Department of Neurology, McGovern Medical School, The University of Texas Health Science Center at Houston, Houston, TX, USA.
Cell Mol Neurobiol. 2023 Dec 19;44(1):7. doi: 10.1007/s10571-023-01437-2.
Stroke is the third leading cause of death and long-term disability in the world. Considered largely a disease of aging, its global economic and healthcare burden is expected to rise as more people survive into advanced age. With recent advances in acute stroke management, including the expansion of time windows for treatment with intravenous thrombolysis and mechanical thrombectomy, we are likely to see an increase in survival rates. It is therefore critically important to understand the complete pathophysiology of ischemic stroke, both in the acute and subacute stages and during the chronic phase in the months and years following an ischemic event. One of the most clinically relevant aspects of the chronic sequelae of stroke is its extended negative effect on cognition. Cognitive impairment may be related to the deterioration and dysfunctional reorganization of white matter seen at later timepoints after stroke, as well as ongoing progressive neurodegeneration. The vasculature of the brain also undergoes significant insult and remodeling following stroke, undergoing changes which may further contribute to chronic stroke pathology. While inflammation and the immune response are well established drivers of acute stroke pathology, the chronicity and functional role of innate and adaptive immune responses in the post-ischemic brain and in the peripheral environment remain largely uncharacterized. In this review, we summarize the current literature on post-stroke injury progression, its chronic pathological features, and the putative secondary injury mechanisms underlying the development of cognitive impairment and dementia. We present findings from clinical and experimental studies and discuss the long-term effects of ischemic stroke on both brain anatomy and functional outcome. Identifying mechanisms that occur months to years after injury could lead to treatment strategies in the chronic phase of stroke to help mitigate stroke-associated cognitive decline in patients.

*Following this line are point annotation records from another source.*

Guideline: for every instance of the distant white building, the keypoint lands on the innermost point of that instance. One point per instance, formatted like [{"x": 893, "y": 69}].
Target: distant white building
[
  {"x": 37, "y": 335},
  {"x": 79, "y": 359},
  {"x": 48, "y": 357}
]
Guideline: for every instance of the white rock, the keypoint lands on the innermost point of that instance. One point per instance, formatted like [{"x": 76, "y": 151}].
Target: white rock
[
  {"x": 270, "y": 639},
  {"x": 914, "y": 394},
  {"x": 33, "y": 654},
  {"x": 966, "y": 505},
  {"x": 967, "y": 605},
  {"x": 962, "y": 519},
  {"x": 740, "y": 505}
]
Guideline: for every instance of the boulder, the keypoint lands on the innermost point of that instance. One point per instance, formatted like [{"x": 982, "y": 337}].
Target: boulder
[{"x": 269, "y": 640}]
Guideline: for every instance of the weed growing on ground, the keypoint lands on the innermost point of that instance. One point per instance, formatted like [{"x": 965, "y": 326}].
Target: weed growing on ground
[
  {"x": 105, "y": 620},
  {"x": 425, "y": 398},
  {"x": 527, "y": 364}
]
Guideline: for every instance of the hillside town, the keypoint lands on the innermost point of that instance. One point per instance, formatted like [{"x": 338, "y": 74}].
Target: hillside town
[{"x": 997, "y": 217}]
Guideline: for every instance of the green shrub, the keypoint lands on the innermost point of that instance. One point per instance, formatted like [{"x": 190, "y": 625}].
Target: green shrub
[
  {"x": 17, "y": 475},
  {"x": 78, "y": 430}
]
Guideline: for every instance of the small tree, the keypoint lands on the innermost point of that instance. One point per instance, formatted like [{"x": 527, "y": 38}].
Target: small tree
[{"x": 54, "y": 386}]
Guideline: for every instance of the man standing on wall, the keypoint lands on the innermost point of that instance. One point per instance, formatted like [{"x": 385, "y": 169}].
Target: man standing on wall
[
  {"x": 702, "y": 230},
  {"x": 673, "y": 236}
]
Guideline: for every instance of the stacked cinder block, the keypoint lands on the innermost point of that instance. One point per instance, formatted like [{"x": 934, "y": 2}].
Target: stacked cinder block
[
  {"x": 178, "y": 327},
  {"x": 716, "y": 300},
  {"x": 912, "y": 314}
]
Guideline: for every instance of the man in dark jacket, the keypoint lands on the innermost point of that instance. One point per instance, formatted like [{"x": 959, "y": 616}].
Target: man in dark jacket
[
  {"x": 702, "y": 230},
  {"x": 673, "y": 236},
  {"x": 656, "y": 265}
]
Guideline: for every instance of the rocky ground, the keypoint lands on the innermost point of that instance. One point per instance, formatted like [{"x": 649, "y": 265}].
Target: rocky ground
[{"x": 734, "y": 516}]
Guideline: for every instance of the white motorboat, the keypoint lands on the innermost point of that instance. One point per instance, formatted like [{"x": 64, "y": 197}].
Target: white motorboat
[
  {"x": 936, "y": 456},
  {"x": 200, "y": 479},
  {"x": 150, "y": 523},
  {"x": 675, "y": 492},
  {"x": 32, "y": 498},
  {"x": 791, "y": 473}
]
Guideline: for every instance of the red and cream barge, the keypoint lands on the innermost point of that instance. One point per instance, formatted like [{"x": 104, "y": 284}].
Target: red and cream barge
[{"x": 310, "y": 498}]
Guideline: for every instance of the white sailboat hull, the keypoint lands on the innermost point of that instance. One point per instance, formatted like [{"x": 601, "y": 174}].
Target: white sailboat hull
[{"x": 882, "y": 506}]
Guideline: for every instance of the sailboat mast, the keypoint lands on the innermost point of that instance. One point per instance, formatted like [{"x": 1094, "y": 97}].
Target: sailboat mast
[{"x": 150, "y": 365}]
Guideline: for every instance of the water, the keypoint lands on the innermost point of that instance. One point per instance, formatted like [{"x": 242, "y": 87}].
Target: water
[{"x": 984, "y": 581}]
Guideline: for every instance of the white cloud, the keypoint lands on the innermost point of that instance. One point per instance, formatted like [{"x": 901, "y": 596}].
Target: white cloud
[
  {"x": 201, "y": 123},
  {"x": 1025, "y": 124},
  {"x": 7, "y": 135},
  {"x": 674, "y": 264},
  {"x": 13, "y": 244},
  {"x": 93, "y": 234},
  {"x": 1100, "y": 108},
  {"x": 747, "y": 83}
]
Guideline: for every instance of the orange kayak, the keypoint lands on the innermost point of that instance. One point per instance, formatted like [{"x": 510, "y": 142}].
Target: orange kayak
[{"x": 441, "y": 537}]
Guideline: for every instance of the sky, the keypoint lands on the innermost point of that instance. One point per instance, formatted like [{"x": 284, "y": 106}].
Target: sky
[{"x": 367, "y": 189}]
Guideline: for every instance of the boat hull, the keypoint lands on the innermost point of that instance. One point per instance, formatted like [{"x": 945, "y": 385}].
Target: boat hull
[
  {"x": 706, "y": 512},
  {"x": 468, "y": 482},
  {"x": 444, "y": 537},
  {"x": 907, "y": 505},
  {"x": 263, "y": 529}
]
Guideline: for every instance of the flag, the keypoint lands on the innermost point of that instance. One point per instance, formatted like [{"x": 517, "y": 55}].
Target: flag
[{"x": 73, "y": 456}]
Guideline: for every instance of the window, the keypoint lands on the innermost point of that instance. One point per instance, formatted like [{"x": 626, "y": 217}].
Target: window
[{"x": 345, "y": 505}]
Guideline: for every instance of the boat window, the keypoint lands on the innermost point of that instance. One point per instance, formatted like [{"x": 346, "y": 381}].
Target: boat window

中风是全球第三大致死原因和长期残疾原因。鉴于其主要是一种老年病,随着越来越多的人进入高龄,其全球经济和医疗保健负担预计将会增加。由于急性中风管理方面的最新进展,包括静脉溶栓和机械取栓治疗时间窗的扩大,我们可能会看到存活率的提高。因此,了解缺血性中风的完整病理生理学,包括在急性和亚急性期以及在缺血事件发生后的数月和数年内的慢性期,至关重要。中风慢性后遗症中最具临床相关性的方面之一是其对认知功能的长期负面影响。认知障碍可能与中风后较晚时间点所见的白质恶化和功能障碍重组有关,以及持续的进行性神经退行性变。中风后大脑的脉管系统也会受到严重损伤和重塑,发生的变化可能进一步导致慢性中风病理。尽管炎症和免疫反应是急性中风病理的明确驱动因素,但先天和适应性免疫反应在缺血后大脑和外周环境中的慢性和功能作用在很大程度上仍未得到充分描述。在这篇综述中,我们总结了中风后损伤进展、其慢性病理特征以及认知障碍和痴呆发展背后假定的继发损伤机制的最新文献。我们展示了临床和实验研究的发现,并讨论了缺血性中风对大脑解剖结构和功能结果的长期影响。确定在损伤后数月至数年发生的机制可能会导致中风慢性期的治疗策略,以帮助减轻中风患者的认知能力下降。